Federal judges in the District of Hawaii granted six or more habeas writs challenging prolonged ICE detention without bond hearings. The anchor case — Joaquin David Rico-Tapia, held six weeks without a hearing — has been cited 200+ times in federal courts nationally. ACLU Hawaii and advocate Edwin Carmona-Cruz lead the strategy. (See county-fight: hawaii-federal-detention-center-habeas-fight.)

State Response: No 287(g), Sanctuary Legislation (2026)

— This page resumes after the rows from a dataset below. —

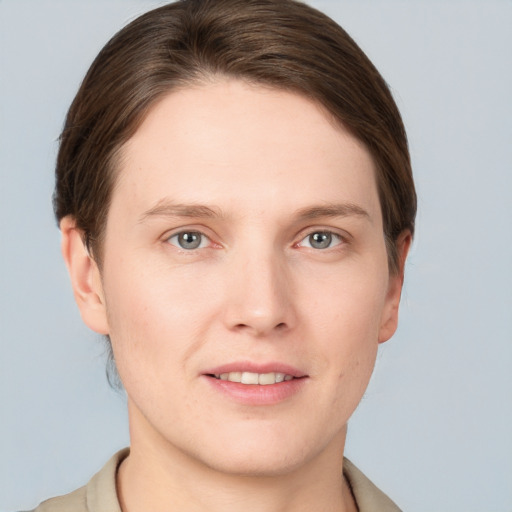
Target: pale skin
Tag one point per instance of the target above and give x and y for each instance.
(245, 230)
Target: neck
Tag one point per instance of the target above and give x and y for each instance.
(159, 476)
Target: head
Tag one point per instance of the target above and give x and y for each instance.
(216, 147)
(285, 45)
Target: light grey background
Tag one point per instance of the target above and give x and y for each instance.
(435, 427)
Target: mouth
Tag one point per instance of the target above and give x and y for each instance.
(251, 378)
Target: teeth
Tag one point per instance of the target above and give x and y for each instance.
(263, 379)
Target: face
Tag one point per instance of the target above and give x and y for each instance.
(245, 283)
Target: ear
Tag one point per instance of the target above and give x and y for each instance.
(389, 321)
(85, 277)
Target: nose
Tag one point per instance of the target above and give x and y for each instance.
(259, 295)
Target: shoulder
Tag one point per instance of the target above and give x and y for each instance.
(368, 496)
(72, 502)
(98, 495)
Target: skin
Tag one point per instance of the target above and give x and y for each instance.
(272, 169)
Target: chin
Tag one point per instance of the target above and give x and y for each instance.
(263, 454)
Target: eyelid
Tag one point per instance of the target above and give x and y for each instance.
(201, 230)
(343, 238)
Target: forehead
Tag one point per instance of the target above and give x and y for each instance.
(237, 143)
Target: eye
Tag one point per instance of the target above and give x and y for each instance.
(189, 240)
(321, 240)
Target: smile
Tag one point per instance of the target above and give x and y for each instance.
(262, 379)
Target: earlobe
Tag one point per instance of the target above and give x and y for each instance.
(85, 277)
(389, 321)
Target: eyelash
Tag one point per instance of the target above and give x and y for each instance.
(204, 239)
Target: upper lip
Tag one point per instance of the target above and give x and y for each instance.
(251, 367)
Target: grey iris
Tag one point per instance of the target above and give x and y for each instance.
(189, 239)
(320, 240)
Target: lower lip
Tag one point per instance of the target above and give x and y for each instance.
(254, 394)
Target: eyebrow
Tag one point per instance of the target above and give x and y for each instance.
(332, 210)
(166, 208)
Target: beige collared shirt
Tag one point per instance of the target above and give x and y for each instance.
(99, 495)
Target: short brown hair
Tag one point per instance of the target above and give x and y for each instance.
(284, 44)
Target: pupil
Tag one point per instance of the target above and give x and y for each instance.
(320, 240)
(190, 240)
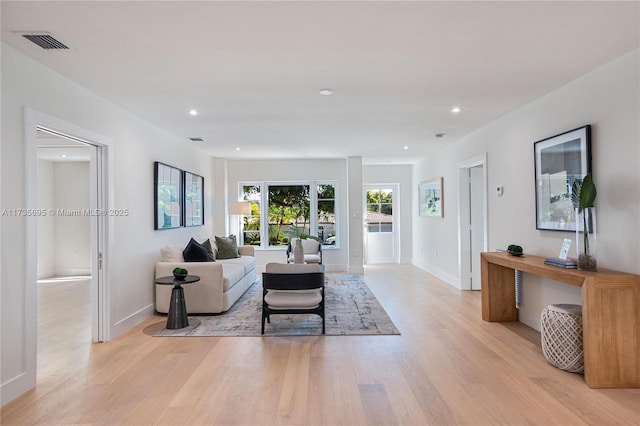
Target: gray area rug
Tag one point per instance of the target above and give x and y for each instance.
(350, 309)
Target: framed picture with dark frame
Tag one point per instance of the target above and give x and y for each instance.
(168, 196)
(430, 198)
(193, 199)
(559, 161)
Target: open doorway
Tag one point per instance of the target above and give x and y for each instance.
(381, 233)
(64, 259)
(472, 226)
(101, 232)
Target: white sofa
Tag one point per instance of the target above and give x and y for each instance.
(221, 282)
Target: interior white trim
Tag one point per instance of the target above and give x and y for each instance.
(463, 215)
(32, 120)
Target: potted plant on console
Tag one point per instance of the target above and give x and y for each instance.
(583, 195)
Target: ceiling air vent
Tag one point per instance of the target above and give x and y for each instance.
(45, 40)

Hawaii is one of only 11 states with no 287(g) agreement with ICE. In the 2026 legislative session, lawmakers advanced a package of immigrant-protection bills, including:

  • Protecting schools, libraries, hospitals, courts, and shelters as spaces requiring a judicial warrant for civil immigration enforcement
  • Limiting local law enforcement from entering 287(g) agreements
  • SB 2057 — sweeping prohibitions on cooperating with ICE
  • Language-access and consent requirements for those detained

Bills passed the House Judiciary Committee and advanced through the Senate; if signed by the governor, Hawaii would formally join the dozen-plus states resisting the crackdown. ACLU Hawaii filed public-records requests with all county police departments to confirm no DHS agreements exist.

Community Organizing

A coalition drives the response: ACLU of Hawaiʻi (Mandy Fernandes, Josh Frost), The Legal Clinic (Tina Sablan), the Hawaiʻi Coalition for Immigrant Rights (Liza Ryan-Gill), Roots Reborn, and Sen. Karl Rhoads. They produced a recorded Know Your Rights training for interacting with ICE and maintained a Capitol presence supporting the protection bills. U.S. Rep. Jill Tokuda conducted repeated oversight visits to FDC Honolulu (fourth visit April 10, 2026), reporting individual air-conditioned cells but no daylight, and that most detainees had built lives in Hawaii before being detained.

Why It Matters

Hawaii demonstrates that geographic isolation and sanctuary politics do not insulate a state from the federal detention build-out — instead they reshape it. With no dedicated ICE facility, the crackdown runs through a repurposed BOP center and long deportation flights, producing the most acute attorney-access and due-process problem in the system and an outsized habeas docket relative to the state’s small detained population.